Gemeente en scholen ondertekenen convenant voor veiligheid op school

AMSTELVEEN – De gemeente en de vijf Amstelveense scholen voor voortgezet- en middelbaar beroepsonderwijs ondertekenden op woensdag 2 december een convenant over veiligheid op scholen. Eerder dit jaar spraken gemeente en scholen al af om intensiever samen te werken. Deze samenwerking komt voort uit de gezamenlijke wens om op scholen meer aandacht te besteden aan veiligheid en problemen onder jongeren eerder te kunnen signaleren. Het convenant betekent voor de scholen ook een betere aansluiting bij de andere partners op het gebied van jeugdveiligheid zoals politie, handhaving en jongerenwerk.

De samenwerking houdt onder meer in dat Amstelveense scholen gaan deelnemen aan het convenant van de Lokaal Persoonsgerichte Aanpak (LPGA) van de gemeente. Deze aanpak richt zich op jongeren tot 23 jaar met gedragsproblemen. Door de combinatie van preventie en zorg wil de gemeente een positieve gedragsverandering bij jongeren realiseren en voorkomen dat ze opnieuw overlast geven en/of in de criminaliteit terecht komen.

Daarnaast kunnen scholen ondersteuning en advies krijgen van de netwerkpartners bij projecten over veiligheid. Afgelopen jaar startte een aantal scholen met voorlichting aan jongeren, onder meer over veilig gebruik van sociale media en nu het vuurwerkverbod. De wijkagent bezoekt scholen om met leerlingen in gesprek te gaan over jeugdcriminaliteit en wapen- en messenbezit. Burgemeester en schooldirecteuren komen regelmatig bijeen om veiligheidskwesties met elkaar te bespreken.

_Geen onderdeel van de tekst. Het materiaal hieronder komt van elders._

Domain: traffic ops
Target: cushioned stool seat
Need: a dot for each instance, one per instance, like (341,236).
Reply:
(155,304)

Burgemeester Tjapko Poppens nam het initiatief tot intensievere samenwerking met scholen op het gebied van veiligheid. Volgens Poppens doen scholen zelf veel aan de veiligheid in- en rondom school, maar komen zij ook problemen tegen die zij niet alleen kunnen oplossen. “Daarom is het goed de krachten te bundelen. Focus ligt daarbij op preventie. Voorlichting op school maakt jongeren bewust van bepaalde risico’s en onderwerpen bespreekbaar. Daarbij zijn scholen vanwege hun dagelijkse contact met jongeren de eersten die problemen kunnen signaleren en bij ons en de netwerkpartners kunnen aankaarten.”